Liz directed the research of 14 female postdoctoral, PhD, or MS students and helped to launch their careers as independent scientists. She was selfless and gave her time to those she supported generously. She was a core member of the faculty mentoring team for UT’s Program for Excellence & Equity in Research (PEER) program, an NIH funded program that actively pursues the recruitment and training of women as well as students from underrepresented groups, with the goal of increasing the number of students graduating with doctoral degrees in STEM disciplines.

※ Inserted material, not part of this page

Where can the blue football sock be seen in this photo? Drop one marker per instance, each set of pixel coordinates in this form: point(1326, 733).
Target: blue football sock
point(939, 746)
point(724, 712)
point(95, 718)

Liz was also a talented artist. She was renowned in the community for her work with ceramics and clay and was a member of the Terra Madre-Women in Clay group in Knoxville. Her artistic bent also permeated her science. She was particularly talented with effective use of visual imagery in science. Her research on R67 DHFR and structural symmetry was selected for display at the National Science Foundation as an example of art reflecting the beauty of science. Liz delighted in finding novel and creative approaches in the use of art to provide new ways of viewing science. Such approaches help bridge the gap between scientists and the general public, emphasizing the beauty of nature while conveying knowledge and information.